Many of the reactions taking place in the reforming zones 52, 60, 100, such as dehydrogenation, are endothermic. Unless substantial heat is added to the reactor during processing, the temperature of the fluid passing through the reactor drops in temperature. In an adiabatic system, interstage heating is utilized to maintain reaction at desirable reaction rates. Effluent from the first reforming zone 90 is reheated in the first interstage heating zone 92 prior to introducing it as the feedstock to the second reforming zone 52. Similarly, the effluent from the second reforming zone 94 is reheated in the second interstage heater zone 96 prior to its introduction to the third reforming zone 100.
Although the present process is described in terms of three reforming zones 52, 60, 100, it is to be understood that this method could be used with two, four or even more reforming zones. In each case, the feedstock of each reforming zone 52, 100 beyond the first reforming zone 60 is the reheated effluent of the prior reforming zone. The catalyst entering the second and third reforming zones 63, 44 comes from the previous reforming zone 60, 52 and becomes progressively more covered with coke as it progresses through successive reforming zones. After the final reforming zone 100, the spent catalyst 54 is regenerated. Following regeneration 56, the reforming catalyst 50 again starts moving downward through the reaction zones, beginning in the dehydrogenation zone 48 or the first reforming zone 60, then moving downward through the second 52, third 100, and subsequent reforming zones, if the number of reforming zones exceeds three.

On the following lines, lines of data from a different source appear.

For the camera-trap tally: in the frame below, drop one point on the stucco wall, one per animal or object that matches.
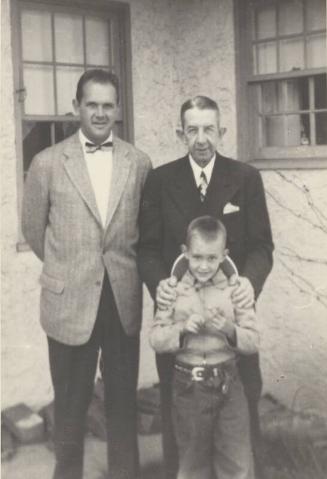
(181, 48)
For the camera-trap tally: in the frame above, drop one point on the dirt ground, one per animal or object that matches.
(37, 461)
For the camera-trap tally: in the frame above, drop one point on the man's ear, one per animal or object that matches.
(222, 132)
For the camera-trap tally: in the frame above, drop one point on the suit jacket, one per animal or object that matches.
(171, 201)
(62, 225)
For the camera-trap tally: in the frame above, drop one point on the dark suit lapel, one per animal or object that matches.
(76, 169)
(120, 171)
(183, 190)
(223, 186)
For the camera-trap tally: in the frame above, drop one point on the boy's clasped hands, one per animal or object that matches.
(214, 321)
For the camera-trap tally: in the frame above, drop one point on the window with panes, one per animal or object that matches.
(283, 59)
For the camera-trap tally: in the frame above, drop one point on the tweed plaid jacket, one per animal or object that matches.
(62, 225)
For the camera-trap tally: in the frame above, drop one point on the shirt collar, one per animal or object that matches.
(219, 280)
(197, 170)
(83, 139)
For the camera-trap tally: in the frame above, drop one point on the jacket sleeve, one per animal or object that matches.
(247, 335)
(165, 332)
(151, 265)
(259, 244)
(36, 204)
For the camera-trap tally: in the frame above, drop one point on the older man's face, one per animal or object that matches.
(97, 110)
(201, 134)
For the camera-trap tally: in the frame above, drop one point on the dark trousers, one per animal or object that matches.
(73, 370)
(252, 382)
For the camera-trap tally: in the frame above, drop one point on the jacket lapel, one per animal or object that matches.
(77, 171)
(223, 186)
(120, 171)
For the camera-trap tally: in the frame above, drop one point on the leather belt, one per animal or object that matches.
(204, 371)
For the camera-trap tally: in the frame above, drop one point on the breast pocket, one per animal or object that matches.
(54, 285)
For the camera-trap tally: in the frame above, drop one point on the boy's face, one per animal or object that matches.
(205, 256)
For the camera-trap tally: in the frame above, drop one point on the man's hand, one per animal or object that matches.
(166, 292)
(194, 323)
(243, 294)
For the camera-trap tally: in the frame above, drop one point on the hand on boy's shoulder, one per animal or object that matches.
(243, 292)
(166, 292)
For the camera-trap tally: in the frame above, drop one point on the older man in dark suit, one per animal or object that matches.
(204, 183)
(80, 217)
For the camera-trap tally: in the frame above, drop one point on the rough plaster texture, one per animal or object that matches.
(181, 48)
(293, 306)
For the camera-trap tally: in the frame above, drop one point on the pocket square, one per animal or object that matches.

After the third or final reforming zone 100, the reformate 80 is optionally separated into multiple products. Typically, the various products are separated at least partly by boiling point. For example, C4-hydrocarbons are often processed with other light ends to recover ethylene and propylene. Single ring aromatics are sent to an aromatics extraction zone where they are recovered. As discussed above, raffinate from aromatics extraction is added to the reformer feedstock for isomerization to naphthenes and dehydrogenation to aromatics.
This process is useful to improve both the quantity and quality of naphtha produced as feedstock for an aromatics unit. In tests, decreasing the conversion in the hydrocracking unit from 80% to 60% resulted in an increase of 55% to 60% in the selectivity to naphtha. The same decrease in conversion altered the selectivity to aromatics in the naphtha from 30% to 38%. Recycle of the unconverted hydrocracker feedstock resulted in an overall conversion of 98%. These tests demonstrate the usefulness and the unique characteristics of this process.
While particular embodiments of the process have been shown and described, it will be appreciated by those skilled in the art that changes and modifications may be made thereto without departing from the invention in its broader aspects and as set forth in the following claims.
This application is related to U.S. Ser. Nos. (Docket No. H0028212) and (H0028214), each filed concurrently herewith and herein incorporated by reference.